Les feature flags répondent à ces problématiques en séparant le déploiement du code de l’activation de ses fonctionnalités.

Présentation des feature flags

Les feature flags sont de simples booléens permettant d'activer ou de désactiver une fonctionnalité. Comment répondent-ils aux problématiques soulevées en introduction ?

En développant des fonctionnalités derrière des feature flags, on s'assure que seuls les utilisateurs répondant à un ensemble de conditions puissent les voir. Tant que le code de ces fonctionnalités ne casse pas la branche principale, il est donc possible de continuer à pousser du code de manière régulière et transparente sans gêner ses autres collègues développeurs ni casser l'environnement de production avec des fonctionnalités non finalisées.
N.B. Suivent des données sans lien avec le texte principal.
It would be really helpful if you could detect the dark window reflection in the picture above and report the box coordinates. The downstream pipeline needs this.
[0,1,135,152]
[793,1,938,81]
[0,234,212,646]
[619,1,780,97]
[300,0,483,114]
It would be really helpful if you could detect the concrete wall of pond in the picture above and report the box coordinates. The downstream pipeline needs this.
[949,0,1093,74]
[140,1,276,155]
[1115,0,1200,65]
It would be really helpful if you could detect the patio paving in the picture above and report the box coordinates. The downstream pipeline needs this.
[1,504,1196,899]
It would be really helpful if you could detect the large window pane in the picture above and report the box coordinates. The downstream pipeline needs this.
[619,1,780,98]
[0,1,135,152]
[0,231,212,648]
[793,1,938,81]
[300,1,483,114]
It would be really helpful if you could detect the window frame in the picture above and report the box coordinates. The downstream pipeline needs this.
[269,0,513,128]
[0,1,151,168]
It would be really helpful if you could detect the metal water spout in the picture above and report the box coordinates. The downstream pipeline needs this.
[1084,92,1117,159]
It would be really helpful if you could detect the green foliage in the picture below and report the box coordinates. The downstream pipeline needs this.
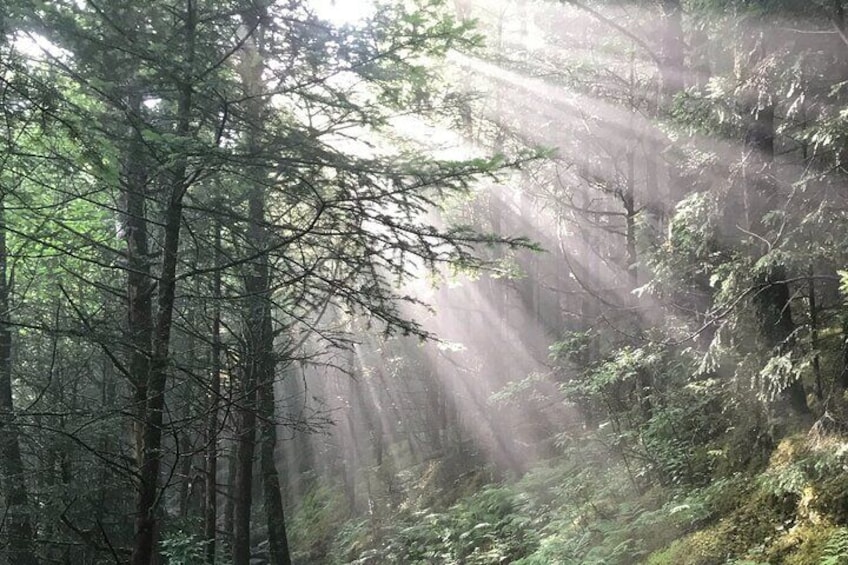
[160,531,206,565]
[331,519,373,565]
[811,474,848,525]
[820,528,848,565]
[9,0,848,563]
[838,271,848,303]
[290,481,351,563]
[355,484,536,564]
[332,424,848,565]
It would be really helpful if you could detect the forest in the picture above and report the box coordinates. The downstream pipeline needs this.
[3,0,848,563]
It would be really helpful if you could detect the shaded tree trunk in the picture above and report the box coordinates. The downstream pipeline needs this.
[0,198,38,565]
[232,368,257,565]
[124,87,154,471]
[233,11,292,563]
[222,443,237,553]
[259,369,291,565]
[753,264,809,415]
[131,4,196,562]
[808,268,824,402]
[205,222,223,564]
[747,107,808,416]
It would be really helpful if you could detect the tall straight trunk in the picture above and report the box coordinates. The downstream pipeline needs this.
[841,315,848,390]
[131,4,196,563]
[343,360,360,512]
[348,361,378,512]
[232,25,264,565]
[131,155,189,565]
[222,443,237,551]
[281,365,315,502]
[124,88,154,467]
[205,223,223,564]
[259,361,291,565]
[624,149,638,286]
[179,280,202,519]
[749,138,807,413]
[249,193,289,564]
[0,199,38,565]
[97,352,117,565]
[808,267,824,402]
[754,263,809,414]
[232,370,257,565]
[178,411,195,518]
[654,0,689,215]
[233,14,292,565]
Cette approche permet donc d'adopter une approche de développement trunk-based. Plutôt que de créer des branches spécifiques pour chaque nouvelle fonctionnalité (long-lived), le trunk-based development encourage la création de petites branches (short-lived) qui peuvent être intégrées régulièrement à la branche principale. Le code de la branche principale doit toujours être buildable par n'importe quel autre développeur, qu'il travaille sur la même fonctionnalité que vous ou non.
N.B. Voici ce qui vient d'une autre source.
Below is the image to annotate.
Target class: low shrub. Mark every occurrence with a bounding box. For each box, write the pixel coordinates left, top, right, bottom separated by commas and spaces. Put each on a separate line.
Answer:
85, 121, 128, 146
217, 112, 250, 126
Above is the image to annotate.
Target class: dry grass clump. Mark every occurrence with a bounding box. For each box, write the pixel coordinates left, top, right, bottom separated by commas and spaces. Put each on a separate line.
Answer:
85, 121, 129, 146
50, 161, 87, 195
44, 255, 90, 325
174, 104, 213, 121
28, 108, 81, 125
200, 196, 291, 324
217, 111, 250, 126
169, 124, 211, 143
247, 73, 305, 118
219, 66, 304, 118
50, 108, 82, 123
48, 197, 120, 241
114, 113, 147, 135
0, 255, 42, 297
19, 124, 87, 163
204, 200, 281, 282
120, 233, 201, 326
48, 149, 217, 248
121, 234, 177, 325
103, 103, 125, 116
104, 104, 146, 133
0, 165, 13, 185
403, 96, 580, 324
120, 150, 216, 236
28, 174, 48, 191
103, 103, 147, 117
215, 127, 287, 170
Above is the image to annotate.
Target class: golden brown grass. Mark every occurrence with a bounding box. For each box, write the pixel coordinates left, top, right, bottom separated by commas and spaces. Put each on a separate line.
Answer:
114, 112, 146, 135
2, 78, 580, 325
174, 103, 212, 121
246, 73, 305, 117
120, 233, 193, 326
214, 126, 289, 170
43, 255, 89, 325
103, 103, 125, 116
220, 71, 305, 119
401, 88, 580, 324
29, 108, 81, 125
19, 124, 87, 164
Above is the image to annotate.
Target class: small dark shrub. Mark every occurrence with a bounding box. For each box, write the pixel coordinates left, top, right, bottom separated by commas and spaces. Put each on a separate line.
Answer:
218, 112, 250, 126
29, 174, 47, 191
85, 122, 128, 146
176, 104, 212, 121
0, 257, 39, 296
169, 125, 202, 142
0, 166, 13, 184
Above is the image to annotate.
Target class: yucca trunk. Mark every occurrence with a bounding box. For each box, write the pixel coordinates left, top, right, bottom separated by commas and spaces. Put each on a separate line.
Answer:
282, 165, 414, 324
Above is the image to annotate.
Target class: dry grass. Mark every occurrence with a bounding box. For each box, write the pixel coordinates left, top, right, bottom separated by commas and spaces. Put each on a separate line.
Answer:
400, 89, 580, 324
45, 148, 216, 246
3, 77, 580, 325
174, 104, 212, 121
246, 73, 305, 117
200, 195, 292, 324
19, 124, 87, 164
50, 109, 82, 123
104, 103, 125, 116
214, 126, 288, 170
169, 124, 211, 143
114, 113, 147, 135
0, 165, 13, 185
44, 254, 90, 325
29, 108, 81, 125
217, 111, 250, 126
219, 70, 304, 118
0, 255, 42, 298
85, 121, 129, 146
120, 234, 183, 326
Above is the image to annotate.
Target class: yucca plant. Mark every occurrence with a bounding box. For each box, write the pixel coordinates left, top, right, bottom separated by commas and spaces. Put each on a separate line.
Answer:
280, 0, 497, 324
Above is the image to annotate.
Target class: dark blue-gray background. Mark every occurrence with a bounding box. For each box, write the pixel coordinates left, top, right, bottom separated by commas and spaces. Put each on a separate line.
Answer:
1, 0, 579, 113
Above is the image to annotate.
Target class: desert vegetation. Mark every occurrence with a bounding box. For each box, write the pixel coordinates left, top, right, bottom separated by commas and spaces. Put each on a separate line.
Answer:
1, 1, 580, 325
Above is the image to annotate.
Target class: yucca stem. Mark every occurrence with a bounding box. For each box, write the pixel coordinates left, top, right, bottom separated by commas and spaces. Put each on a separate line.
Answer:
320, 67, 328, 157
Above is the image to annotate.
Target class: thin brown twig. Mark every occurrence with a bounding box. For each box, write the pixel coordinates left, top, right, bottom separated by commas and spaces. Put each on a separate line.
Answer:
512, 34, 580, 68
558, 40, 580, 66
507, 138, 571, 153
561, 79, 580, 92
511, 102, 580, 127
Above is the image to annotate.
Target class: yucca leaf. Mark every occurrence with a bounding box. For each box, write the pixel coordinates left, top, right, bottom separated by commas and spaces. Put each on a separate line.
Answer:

En fusionnant régulièrement son code, on règle ainsi les soucis de merge en amont et on encourage la communication entre les développeurs. Lorsque deux fonctionnalités posent trop de problèmes au moment de leur fusion, il est possible de retravailler leur périmètre, de les fusionner ou de les diviser en tâches plus granulaires pour éviter le Merge Hell tant redouté en fin de sprint.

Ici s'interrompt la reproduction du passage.